En el centro de la montaña, en el Ucayali —Oriente peruano—, las misiones religiosas han efectuado una larga obra civilizadora. Entre pueblos inferiores, tribus y clanes salvajes, a través de un perpetuo esfuerzo sobre la naturaleza y los hombres, esfuerzo cercano al heroísmo, han conquistado regiones favoreciendo la difusión de la nacionalidad. El convento de Ocopa se ha convertido en el centro de esta acción cotidiana sobre las regiones salvajes y sobre el canibalismo. Se llegó a suavizar las costumbres de estos pueblos primitivos e infantiles, por su espíritu y naturaleza. La religión es la única fuente de civilización en estos lejanos confines. El misionero ha abierto la ruta al explorador, al navegante de los grandes afluentes del Amazonas, al conquistador de la selva y del caucho. Débil, negligente, teñida de prejuicios y arcaísmos en la vida abundante de las ciudades, ha retomado su austeridad y fuerza de evangelización de las masas en el Oriente misterioso. Además, ha ayudado en la obra científica e industrial, en la constitución de la geografía, de la lingüística y de la agricultura de las zonas tropicales.

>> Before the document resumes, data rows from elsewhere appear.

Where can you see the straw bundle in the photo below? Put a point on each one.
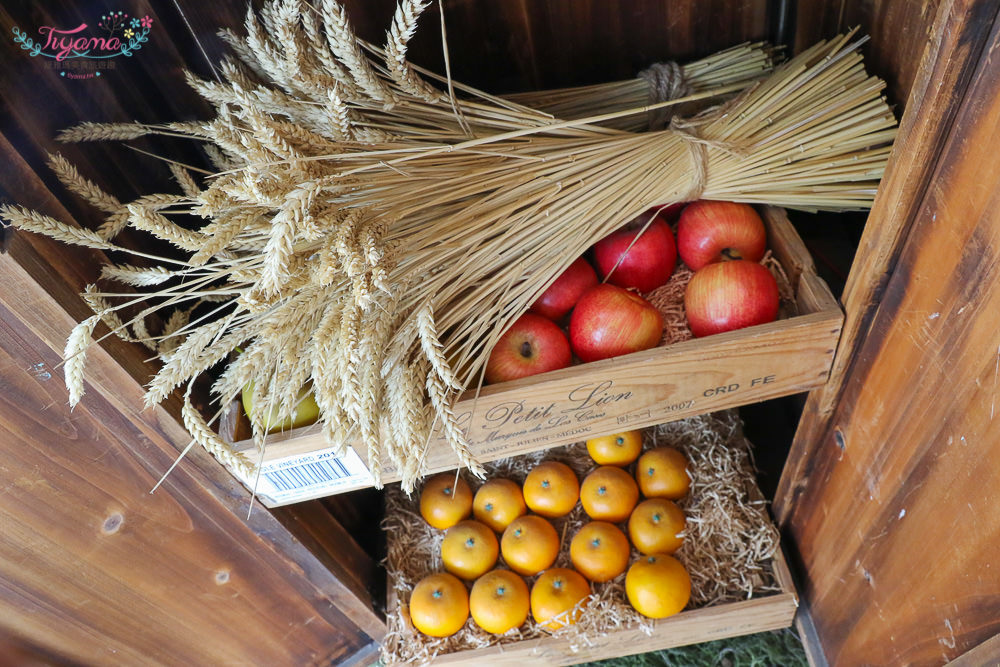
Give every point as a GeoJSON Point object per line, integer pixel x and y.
{"type": "Point", "coordinates": [372, 235]}
{"type": "Point", "coordinates": [745, 63]}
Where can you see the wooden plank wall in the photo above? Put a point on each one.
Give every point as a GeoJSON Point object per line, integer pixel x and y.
{"type": "Point", "coordinates": [889, 492]}
{"type": "Point", "coordinates": [92, 568]}
{"type": "Point", "coordinates": [96, 569]}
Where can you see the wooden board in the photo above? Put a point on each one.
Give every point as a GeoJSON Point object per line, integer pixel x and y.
{"type": "Point", "coordinates": [772, 612]}
{"type": "Point", "coordinates": [889, 496]}
{"type": "Point", "coordinates": [95, 569]}
{"type": "Point", "coordinates": [580, 402]}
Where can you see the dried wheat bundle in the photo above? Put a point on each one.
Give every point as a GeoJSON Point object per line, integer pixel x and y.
{"type": "Point", "coordinates": [370, 235]}
{"type": "Point", "coordinates": [742, 64]}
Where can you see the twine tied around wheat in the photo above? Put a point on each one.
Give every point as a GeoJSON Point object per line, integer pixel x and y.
{"type": "Point", "coordinates": [379, 250]}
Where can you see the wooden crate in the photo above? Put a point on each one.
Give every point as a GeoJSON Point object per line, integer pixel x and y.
{"type": "Point", "coordinates": [773, 604]}
{"type": "Point", "coordinates": [769, 612]}
{"type": "Point", "coordinates": [572, 404]}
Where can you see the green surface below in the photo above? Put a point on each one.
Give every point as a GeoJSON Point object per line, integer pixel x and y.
{"type": "Point", "coordinates": [780, 648]}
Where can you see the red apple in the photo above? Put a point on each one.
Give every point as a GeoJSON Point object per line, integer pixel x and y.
{"type": "Point", "coordinates": [562, 295]}
{"type": "Point", "coordinates": [713, 231]}
{"type": "Point", "coordinates": [730, 295]}
{"type": "Point", "coordinates": [650, 261]}
{"type": "Point", "coordinates": [532, 345]}
{"type": "Point", "coordinates": [609, 321]}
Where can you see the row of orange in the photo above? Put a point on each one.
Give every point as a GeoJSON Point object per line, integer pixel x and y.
{"type": "Point", "coordinates": [657, 585]}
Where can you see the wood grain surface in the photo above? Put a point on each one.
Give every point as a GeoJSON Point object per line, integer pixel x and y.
{"type": "Point", "coordinates": [889, 494]}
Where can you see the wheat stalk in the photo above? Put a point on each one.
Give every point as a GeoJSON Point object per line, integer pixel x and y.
{"type": "Point", "coordinates": [373, 236]}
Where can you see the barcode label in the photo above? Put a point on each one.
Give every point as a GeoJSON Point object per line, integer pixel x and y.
{"type": "Point", "coordinates": [311, 475]}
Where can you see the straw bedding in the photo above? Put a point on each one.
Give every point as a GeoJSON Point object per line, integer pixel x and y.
{"type": "Point", "coordinates": [371, 230]}
{"type": "Point", "coordinates": [729, 540]}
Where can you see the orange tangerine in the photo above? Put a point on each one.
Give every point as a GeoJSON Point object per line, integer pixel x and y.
{"type": "Point", "coordinates": [556, 592]}
{"type": "Point", "coordinates": [469, 549]}
{"type": "Point", "coordinates": [617, 449]}
{"type": "Point", "coordinates": [655, 525]}
{"type": "Point", "coordinates": [599, 551]}
{"type": "Point", "coordinates": [445, 501]}
{"type": "Point", "coordinates": [551, 489]}
{"type": "Point", "coordinates": [499, 601]}
{"type": "Point", "coordinates": [657, 586]}
{"type": "Point", "coordinates": [439, 605]}
{"type": "Point", "coordinates": [608, 494]}
{"type": "Point", "coordinates": [498, 502]}
{"type": "Point", "coordinates": [529, 545]}
{"type": "Point", "coordinates": [662, 473]}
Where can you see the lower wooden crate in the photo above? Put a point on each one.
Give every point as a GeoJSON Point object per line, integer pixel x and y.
{"type": "Point", "coordinates": [729, 523]}
{"type": "Point", "coordinates": [788, 356]}
{"type": "Point", "coordinates": [769, 612]}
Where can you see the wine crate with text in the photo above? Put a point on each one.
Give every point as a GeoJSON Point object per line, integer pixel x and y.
{"type": "Point", "coordinates": [662, 384]}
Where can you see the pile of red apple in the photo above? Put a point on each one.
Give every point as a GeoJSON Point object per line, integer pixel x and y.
{"type": "Point", "coordinates": [722, 242]}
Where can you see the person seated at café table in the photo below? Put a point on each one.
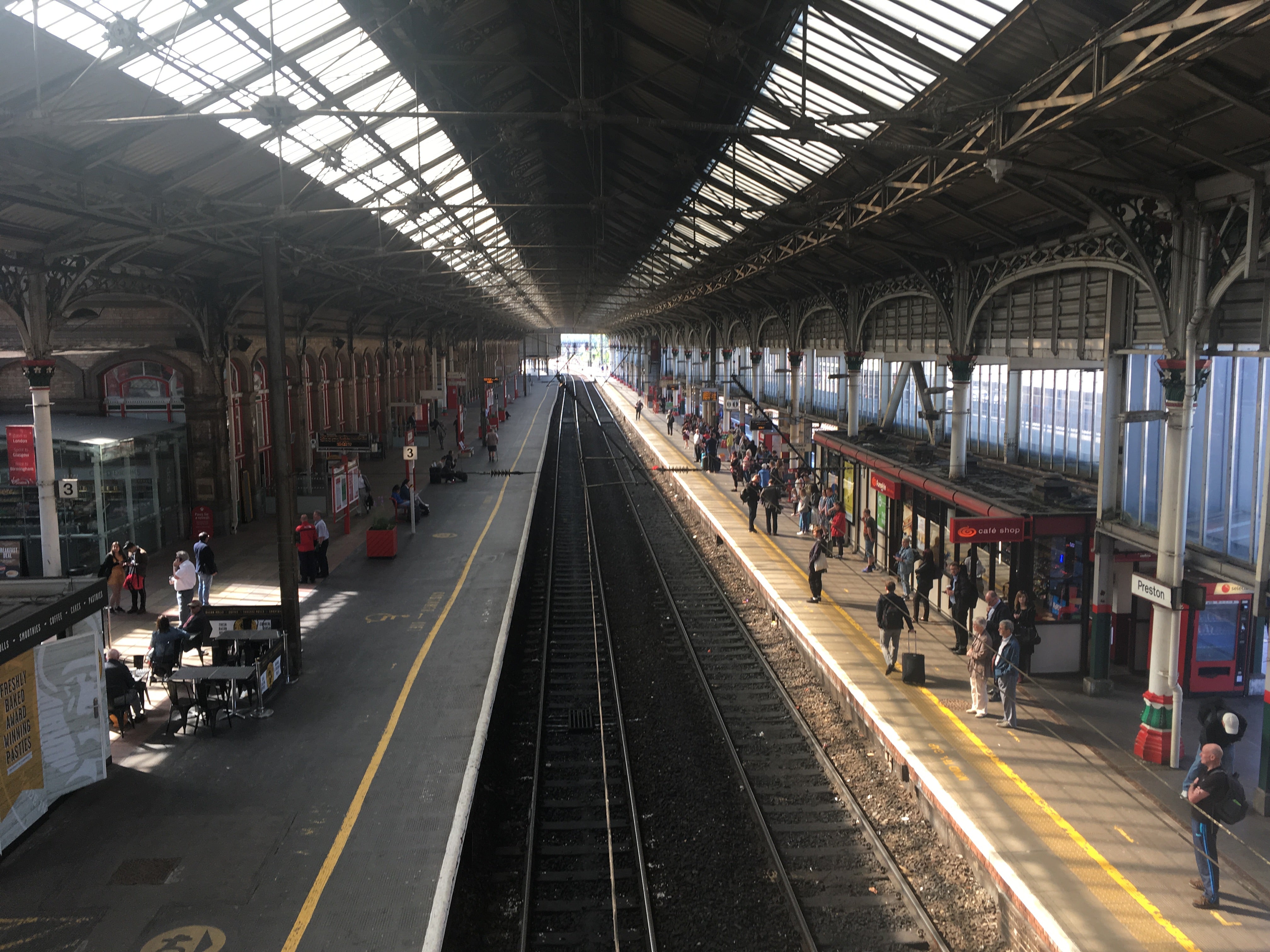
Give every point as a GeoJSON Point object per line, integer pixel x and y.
{"type": "Point", "coordinates": [164, 650]}
{"type": "Point", "coordinates": [120, 683]}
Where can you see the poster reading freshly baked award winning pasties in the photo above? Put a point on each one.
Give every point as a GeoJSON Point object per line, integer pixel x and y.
{"type": "Point", "coordinates": [23, 767]}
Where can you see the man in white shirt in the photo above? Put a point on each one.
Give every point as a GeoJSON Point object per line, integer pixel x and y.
{"type": "Point", "coordinates": [323, 542]}
{"type": "Point", "coordinates": [185, 579]}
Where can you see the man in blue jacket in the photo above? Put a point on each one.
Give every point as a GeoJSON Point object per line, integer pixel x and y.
{"type": "Point", "coordinates": [1006, 672]}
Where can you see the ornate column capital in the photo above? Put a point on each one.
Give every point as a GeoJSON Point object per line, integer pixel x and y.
{"type": "Point", "coordinates": [40, 374]}
{"type": "Point", "coordinates": [962, 367]}
{"type": "Point", "coordinates": [1173, 379]}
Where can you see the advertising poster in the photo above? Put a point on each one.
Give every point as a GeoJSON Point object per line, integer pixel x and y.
{"type": "Point", "coordinates": [23, 768]}
{"type": "Point", "coordinates": [12, 558]}
{"type": "Point", "coordinates": [22, 455]}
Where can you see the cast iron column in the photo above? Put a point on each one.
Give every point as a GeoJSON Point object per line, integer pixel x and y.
{"type": "Point", "coordinates": [284, 479]}
{"type": "Point", "coordinates": [855, 364]}
{"type": "Point", "coordinates": [40, 377]}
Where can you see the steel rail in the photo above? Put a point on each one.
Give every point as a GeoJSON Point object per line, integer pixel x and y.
{"type": "Point", "coordinates": [808, 940]}
{"type": "Point", "coordinates": [637, 838]}
{"type": "Point", "coordinates": [613, 729]}
{"type": "Point", "coordinates": [526, 902]}
{"type": "Point", "coordinates": [911, 899]}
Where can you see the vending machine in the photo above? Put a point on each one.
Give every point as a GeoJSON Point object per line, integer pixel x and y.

Durante la época española, la acción del catolicismo fue fecunda en dos aspectos. En una sociedad dividida, en la que los privilegios impedían toda armonía, la religión se convertía en fuerza nacional. Daba una cierta unidad a la raza y, gracias a su tutela, luchaba contra el absolutismo civil, formando una cierta conciencia general. Su obra era fructífera, a pesar de la Inquisición y de la escolástica, dos fenómenos, tanto civiles como religiosos de la época. Y sobre el indígena, esta acción fue siempre noble y cristiana. Desde La Gasca hasta Toribio de Mogrovejo —el santo obispo de Lima—, la religión defendió a la raza vencida de la excesiva tiranía española. Los sínodos provinciales dieron sabias y caritativas reglas para la conversión y dominación —gracias a una benevolente tutela— de los indígenas. Y, en lucha continua entre el indígena sometido y el español insaciable, el catolicismo siempre defendió el derecho natural y cristiano del primero, con tenacidad. El clero fue, por lo tanto, un elemento de cohesión, un mecanismo de equilibrio social. Sus integrantes «fueron —para los indígenas— ministros de la paz que buscaban sustraerlos a la vara de hierro de sus opresores. Donde hubiera injusticias que combatir, o acciones culpables que estigmatizar, se les veía en la lucha, intransigentes en su deber»

(Vizconde de Bussière, El Perú y Santa Rosa de Lima, 1863). Viajeros como Frézier, Jorge Juan y Antonio Ulloa nos hablan siempre de la acción excepcional de los jesuitas, aun en tiempos de la decadencia del clero.»